Framing is a way of structuring or presenting a problem and can be helpful, potentially vitally so, to ensuring action. 36 How we discuss and present inequalities must be developed with and for any audience it is hoped might contribute to effective changes; for example, NHS staff are more likely to engage if inequalities are framed around healthcare and the specific services for which they are responsible, such as inequalities in chronic disease management or non-elective admissions alongside concrete actions, rather than high-level more abstract health outcome inequalities, such as differences in life expectancy. 37 A lack of adequate framing brings risks. Focusing only on high level inequalities with healthcare staff, such as life expectancy, may lead to a sense of fatalism because these inequalities are primarily driven by geo-political factors outwith the influence of local health systems and their leaders; or a belief that downstream individual actions targeted at the social determinants of health will reduce inequalities. 38–40 In turn, these may lead to a health inequalities fatigue where motivation for action on inequalities wains due to short-termism and a perceived lack of progress.

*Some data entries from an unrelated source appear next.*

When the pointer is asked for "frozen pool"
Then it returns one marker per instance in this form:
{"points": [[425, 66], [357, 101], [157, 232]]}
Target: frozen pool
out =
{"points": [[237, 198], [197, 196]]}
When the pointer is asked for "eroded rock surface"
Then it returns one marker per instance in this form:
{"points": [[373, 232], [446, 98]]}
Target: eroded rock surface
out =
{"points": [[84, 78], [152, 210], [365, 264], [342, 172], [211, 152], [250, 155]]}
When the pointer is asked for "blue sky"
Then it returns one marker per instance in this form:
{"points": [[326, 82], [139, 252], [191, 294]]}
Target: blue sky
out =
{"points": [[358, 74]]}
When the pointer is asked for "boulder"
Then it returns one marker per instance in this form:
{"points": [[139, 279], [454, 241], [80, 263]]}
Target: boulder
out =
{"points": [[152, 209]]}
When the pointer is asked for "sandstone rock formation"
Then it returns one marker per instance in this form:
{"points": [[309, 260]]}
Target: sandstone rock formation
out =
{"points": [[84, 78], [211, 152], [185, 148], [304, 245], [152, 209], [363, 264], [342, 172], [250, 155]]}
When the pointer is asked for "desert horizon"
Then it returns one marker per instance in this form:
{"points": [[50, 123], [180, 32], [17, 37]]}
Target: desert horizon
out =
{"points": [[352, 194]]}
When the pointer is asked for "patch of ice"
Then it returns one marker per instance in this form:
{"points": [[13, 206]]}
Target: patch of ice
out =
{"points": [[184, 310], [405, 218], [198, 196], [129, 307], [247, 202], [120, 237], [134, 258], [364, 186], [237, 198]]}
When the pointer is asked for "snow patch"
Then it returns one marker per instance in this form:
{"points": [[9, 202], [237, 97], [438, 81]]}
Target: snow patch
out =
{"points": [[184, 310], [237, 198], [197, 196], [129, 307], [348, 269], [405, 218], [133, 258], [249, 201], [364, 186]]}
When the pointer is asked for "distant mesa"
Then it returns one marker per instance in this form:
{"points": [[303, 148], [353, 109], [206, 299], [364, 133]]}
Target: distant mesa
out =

A broad framing of inequalities highlighting how multiple different aspects of disadvantage lead to substantial differences in healthcare and health outcomes is needed to allow decision-makers to develop their own systematic and logical approach to doing what is within their power and advocacy to reduce inequalities. Without this systematic approach, there is a risk of an unequal focus on certain groups at the expense of others, such as focusing on the so-called ‘deserving poor’ at the expense of the ‘undeserving poor’. 41 Our review of local NHS plans revealed that systems focused more on people with learning difficulties and autism, but less so on undocumented migrants, people who are transgender or those with justice service involvement. 12 This creates inequalities within inequalities.
Inequalities must be framed and measured to include both healthcare (eg risk factor management, access, diagnosis, treatment and experience) and health outcome (eg morbidity and mortality) inequalities (Fig (Fig1). 1 ). Key components across the spectrum of health and care include the distribution of health system resources (namely funding, workforce and research distribution, and training), access to and quality of healthcare, major drivers of mortality and morbidity (eg cardiovascular disease, respiratory disease, cancer, mental health and musculoskeletal conditions) and conditions which are intrinsically associated with inequalities (such as drug and alcohol abuse).